Menurutnya, ada beberapa pertimbangan di balik sikap PGI terhadap kasus ini. Pertama, pertanyaan pokok yang sering mengemuka, apakah PGI harus terlibat dalam isu ini? Tentu pertanyaan ini tak perlu diajukan bila dipahami sejarah panggilan dan kiprah PGI di Indonesia. Cara pandang PGI terhadap relasi, hubungan atau hubungan gereja dan masyarakat/negara sudah jelas dimuat dalam dokumen PGI (DKG). Terkait KPK perlulah diingat bahwa pembentukan lembaga antikorupsi ini sepenuhnya di dukung oleh PGI. Dalam perjalanannya selama ini PGI bekerjasama dengan KPK untuk mengarusutamakan sikap melawan korupsi. Beberapa panduan dan buku saku melawan korupsi untuk gereja-gereja diterbitkan dalam kerjasama dimaksud. Sikap PGI jelas, KPK sebagai lembaga antikorupsi harus sepenuhnya didukung. KPK tentunya bukan lembaga ‘super body’ yang sempurna, tetapi ini lembaga terbaik dalam upaya penanggulangan korupsi di Indonesia.

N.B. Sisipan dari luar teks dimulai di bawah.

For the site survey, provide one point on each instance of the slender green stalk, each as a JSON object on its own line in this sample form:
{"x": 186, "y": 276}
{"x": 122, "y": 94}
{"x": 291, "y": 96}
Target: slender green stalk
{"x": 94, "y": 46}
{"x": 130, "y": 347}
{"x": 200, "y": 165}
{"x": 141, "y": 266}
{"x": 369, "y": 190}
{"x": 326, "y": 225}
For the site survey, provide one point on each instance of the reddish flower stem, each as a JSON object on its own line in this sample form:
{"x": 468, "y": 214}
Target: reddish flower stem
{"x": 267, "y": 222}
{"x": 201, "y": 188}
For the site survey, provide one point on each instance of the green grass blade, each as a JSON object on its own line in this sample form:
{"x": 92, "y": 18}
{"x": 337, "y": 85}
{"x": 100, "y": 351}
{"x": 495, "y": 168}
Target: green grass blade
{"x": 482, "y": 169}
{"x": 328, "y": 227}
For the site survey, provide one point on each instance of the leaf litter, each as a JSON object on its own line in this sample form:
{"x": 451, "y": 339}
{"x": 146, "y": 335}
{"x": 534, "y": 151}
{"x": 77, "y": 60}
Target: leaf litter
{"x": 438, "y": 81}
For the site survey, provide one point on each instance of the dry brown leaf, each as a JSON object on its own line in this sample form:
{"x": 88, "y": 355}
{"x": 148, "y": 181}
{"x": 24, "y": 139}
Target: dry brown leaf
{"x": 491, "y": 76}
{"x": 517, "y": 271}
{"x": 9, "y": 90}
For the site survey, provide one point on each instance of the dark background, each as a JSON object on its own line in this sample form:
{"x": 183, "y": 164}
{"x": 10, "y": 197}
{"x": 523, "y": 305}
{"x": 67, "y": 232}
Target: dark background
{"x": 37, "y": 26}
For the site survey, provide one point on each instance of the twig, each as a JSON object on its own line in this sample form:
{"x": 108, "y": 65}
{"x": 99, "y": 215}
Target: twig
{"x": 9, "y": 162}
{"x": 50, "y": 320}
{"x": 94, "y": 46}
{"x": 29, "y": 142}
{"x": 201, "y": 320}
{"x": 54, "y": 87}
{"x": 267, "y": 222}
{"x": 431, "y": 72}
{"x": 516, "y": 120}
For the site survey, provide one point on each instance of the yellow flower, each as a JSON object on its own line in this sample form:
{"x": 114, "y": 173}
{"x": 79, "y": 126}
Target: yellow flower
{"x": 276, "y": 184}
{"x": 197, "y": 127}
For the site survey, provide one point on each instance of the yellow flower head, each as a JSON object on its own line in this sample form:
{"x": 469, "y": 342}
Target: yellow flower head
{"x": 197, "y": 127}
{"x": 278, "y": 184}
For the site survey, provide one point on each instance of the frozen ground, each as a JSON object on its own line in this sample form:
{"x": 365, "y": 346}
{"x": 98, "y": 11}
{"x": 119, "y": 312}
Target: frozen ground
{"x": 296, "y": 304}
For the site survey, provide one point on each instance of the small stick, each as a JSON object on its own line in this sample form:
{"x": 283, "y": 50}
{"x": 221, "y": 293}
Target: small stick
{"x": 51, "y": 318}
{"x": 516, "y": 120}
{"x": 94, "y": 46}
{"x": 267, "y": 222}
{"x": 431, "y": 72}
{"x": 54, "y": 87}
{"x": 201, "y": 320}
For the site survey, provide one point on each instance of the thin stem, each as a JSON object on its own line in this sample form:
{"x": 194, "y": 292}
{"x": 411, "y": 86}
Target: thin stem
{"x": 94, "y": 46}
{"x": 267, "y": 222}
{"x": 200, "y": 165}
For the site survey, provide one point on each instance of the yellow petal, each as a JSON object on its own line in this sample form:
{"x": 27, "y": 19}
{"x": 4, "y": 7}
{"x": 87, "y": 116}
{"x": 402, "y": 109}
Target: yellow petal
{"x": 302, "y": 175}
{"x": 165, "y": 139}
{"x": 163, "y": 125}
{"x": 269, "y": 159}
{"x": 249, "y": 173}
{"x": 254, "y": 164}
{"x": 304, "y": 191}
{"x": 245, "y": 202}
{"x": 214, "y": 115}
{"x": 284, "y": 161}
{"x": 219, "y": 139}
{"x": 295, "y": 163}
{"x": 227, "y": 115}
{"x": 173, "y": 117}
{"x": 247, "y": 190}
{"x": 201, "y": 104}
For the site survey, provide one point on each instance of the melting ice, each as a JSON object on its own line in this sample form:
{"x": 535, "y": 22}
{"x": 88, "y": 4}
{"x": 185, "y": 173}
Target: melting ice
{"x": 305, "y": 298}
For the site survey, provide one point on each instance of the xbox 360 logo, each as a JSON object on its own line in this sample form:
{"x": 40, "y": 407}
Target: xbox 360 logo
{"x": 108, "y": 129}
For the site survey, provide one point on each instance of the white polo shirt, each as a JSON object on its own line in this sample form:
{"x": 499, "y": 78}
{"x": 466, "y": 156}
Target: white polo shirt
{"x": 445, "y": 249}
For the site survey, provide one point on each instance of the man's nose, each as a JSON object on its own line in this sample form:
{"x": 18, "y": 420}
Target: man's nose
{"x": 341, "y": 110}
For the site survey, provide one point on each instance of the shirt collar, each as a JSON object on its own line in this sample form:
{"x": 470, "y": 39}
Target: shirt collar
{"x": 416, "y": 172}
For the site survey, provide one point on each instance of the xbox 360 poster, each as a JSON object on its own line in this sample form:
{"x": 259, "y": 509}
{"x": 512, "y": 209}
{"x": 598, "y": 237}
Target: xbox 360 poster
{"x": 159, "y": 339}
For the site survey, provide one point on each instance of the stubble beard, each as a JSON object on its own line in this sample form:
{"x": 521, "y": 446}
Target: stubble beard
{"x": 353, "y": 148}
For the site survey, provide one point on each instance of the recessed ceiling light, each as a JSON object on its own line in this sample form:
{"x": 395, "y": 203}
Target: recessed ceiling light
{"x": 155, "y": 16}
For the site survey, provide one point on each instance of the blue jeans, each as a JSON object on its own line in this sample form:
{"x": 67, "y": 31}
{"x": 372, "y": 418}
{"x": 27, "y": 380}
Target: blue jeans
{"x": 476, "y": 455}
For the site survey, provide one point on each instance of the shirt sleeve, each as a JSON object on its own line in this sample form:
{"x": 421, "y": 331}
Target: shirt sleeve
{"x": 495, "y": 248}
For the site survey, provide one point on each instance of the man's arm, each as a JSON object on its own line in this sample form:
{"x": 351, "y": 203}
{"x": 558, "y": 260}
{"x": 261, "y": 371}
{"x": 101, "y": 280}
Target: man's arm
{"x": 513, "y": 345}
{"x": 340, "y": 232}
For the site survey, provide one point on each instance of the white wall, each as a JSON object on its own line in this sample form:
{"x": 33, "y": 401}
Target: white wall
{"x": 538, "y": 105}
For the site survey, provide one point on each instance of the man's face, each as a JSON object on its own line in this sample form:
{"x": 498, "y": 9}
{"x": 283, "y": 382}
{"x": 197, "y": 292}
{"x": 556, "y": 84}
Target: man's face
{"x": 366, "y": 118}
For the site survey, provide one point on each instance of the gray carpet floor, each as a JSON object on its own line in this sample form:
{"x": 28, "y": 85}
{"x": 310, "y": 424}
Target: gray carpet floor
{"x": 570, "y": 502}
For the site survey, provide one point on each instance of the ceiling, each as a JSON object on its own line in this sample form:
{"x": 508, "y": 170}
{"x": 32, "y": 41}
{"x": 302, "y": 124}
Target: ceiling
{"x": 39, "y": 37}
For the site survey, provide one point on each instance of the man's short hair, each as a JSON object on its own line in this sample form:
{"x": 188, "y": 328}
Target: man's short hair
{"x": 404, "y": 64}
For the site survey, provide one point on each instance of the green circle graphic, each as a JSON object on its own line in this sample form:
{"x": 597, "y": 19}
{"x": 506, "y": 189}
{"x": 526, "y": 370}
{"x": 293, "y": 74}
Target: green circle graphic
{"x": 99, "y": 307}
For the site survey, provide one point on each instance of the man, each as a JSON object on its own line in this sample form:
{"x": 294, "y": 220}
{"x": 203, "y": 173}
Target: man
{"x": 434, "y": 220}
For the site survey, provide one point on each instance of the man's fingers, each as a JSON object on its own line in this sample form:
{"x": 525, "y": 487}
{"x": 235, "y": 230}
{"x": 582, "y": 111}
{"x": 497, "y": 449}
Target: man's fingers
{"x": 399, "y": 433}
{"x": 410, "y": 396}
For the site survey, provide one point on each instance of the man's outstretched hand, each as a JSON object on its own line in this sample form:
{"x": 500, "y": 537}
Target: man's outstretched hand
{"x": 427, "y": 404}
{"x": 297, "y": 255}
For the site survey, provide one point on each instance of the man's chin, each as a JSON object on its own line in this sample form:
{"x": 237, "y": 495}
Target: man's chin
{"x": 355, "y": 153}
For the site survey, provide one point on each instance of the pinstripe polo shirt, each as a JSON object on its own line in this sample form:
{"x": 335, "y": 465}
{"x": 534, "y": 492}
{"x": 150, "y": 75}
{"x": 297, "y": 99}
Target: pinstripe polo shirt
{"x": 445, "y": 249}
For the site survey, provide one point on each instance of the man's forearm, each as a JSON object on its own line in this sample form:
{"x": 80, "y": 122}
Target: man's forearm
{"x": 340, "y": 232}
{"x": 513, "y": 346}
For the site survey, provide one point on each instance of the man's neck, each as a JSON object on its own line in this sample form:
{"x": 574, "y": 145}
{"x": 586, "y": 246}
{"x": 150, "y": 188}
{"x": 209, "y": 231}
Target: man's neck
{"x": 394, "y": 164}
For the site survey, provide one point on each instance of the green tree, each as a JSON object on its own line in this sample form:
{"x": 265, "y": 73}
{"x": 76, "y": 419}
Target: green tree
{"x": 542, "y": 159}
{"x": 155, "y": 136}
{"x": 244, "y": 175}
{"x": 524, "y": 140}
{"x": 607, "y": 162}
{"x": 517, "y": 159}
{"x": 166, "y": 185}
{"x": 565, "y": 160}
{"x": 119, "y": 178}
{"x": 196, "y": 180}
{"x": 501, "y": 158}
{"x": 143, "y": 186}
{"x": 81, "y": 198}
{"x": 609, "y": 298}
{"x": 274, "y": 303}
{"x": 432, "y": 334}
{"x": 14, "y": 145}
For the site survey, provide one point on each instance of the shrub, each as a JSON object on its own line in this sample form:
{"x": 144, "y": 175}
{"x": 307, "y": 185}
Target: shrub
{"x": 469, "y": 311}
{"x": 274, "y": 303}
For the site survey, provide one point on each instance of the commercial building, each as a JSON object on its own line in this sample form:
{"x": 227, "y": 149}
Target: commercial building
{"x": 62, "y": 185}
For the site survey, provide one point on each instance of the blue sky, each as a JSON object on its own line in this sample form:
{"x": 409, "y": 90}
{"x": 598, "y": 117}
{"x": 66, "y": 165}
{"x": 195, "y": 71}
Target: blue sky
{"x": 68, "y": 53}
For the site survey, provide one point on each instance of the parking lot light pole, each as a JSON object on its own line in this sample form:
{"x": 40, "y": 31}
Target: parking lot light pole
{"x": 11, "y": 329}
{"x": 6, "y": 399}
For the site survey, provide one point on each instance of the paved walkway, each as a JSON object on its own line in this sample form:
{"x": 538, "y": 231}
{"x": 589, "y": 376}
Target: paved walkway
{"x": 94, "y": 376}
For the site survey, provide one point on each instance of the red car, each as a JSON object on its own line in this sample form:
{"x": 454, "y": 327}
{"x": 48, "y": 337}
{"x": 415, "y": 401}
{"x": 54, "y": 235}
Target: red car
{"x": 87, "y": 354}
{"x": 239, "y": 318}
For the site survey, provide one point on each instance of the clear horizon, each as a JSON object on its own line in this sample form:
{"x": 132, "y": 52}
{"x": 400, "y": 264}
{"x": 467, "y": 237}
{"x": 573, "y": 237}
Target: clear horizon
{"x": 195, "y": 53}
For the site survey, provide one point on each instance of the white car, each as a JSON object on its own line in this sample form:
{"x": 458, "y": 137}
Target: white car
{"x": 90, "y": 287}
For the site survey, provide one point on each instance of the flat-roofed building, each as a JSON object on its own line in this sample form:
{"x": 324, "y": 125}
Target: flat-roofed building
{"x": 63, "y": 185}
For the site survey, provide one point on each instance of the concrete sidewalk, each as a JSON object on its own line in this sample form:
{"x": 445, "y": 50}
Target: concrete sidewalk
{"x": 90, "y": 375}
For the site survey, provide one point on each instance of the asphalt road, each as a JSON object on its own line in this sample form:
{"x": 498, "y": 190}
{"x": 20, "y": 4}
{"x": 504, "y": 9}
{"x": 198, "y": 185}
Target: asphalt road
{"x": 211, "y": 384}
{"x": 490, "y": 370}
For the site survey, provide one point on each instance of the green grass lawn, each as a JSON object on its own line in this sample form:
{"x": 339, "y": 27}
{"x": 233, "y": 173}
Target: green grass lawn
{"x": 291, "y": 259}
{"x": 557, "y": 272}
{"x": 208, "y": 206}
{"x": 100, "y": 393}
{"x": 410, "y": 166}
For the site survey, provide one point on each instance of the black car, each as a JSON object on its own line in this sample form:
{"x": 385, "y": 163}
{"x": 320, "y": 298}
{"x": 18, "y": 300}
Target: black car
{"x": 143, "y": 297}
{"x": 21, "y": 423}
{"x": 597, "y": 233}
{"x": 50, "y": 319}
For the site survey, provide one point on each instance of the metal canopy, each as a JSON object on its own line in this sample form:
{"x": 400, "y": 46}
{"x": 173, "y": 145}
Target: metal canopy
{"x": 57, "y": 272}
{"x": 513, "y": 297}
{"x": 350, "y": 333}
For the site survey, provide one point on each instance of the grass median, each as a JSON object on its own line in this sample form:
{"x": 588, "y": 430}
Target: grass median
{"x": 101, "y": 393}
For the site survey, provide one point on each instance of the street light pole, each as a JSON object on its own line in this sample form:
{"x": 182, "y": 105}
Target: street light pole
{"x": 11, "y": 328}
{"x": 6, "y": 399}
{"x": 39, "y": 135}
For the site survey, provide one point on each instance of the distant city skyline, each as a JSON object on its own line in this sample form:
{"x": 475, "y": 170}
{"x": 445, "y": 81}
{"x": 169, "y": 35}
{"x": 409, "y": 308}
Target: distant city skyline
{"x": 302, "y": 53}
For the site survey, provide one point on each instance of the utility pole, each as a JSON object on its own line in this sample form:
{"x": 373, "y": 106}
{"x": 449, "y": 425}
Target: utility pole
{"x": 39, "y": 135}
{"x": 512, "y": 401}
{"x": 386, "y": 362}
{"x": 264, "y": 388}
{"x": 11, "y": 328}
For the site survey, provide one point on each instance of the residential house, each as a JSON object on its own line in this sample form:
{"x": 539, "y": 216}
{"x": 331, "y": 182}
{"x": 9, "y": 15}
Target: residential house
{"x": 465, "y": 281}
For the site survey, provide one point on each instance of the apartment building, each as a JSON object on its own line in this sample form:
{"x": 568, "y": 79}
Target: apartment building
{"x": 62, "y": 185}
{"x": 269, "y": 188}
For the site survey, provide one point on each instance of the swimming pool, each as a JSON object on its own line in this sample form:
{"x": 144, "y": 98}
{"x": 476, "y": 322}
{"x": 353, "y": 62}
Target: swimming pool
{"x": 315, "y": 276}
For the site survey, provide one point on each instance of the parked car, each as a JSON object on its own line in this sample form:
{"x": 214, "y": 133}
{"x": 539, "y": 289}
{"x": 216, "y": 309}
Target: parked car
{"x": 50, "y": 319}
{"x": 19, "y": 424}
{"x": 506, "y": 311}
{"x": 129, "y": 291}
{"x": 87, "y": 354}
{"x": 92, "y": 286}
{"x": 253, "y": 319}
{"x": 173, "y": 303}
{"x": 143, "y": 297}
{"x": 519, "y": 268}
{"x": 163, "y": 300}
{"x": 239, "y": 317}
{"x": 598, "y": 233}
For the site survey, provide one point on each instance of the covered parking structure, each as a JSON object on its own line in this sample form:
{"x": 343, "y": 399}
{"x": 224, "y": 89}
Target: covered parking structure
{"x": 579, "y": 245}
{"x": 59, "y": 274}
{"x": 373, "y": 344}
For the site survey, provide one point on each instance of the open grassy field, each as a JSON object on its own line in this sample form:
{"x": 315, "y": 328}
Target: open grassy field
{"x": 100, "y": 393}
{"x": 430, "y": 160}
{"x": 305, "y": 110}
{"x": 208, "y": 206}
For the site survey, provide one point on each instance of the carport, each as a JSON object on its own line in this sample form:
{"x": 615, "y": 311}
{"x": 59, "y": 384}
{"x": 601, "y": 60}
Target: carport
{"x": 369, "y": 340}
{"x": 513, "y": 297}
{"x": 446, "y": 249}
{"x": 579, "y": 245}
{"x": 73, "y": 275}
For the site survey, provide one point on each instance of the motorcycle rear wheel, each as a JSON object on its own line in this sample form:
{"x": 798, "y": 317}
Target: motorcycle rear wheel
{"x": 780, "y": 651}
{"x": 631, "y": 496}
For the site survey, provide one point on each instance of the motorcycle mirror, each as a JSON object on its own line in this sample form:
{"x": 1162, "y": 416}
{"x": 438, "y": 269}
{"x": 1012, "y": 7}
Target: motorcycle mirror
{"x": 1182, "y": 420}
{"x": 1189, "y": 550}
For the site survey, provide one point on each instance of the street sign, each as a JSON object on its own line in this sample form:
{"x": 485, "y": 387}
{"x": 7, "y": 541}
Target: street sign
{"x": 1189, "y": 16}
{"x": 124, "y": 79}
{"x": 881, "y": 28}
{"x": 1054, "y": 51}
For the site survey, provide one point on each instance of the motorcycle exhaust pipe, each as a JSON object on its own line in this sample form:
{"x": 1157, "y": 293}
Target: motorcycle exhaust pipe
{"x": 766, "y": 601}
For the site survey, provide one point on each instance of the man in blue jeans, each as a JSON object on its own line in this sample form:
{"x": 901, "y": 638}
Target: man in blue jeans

Kedua, sejak dulu PGI telah menyikapi secara kritis kecenderungan pelemahan KPK yang mengemuka lewat konflik berjilid-jilid di KPK. Dukungan terhadap KPK ini, bahkan dilakukan dalam kerjasama dengan organisasi masyarakat sipil dan berbagai tokoh bangsa yang menginginkan KPK tetap teguh sebagai ujung tombak pemberantasan korupsi di Indonesia.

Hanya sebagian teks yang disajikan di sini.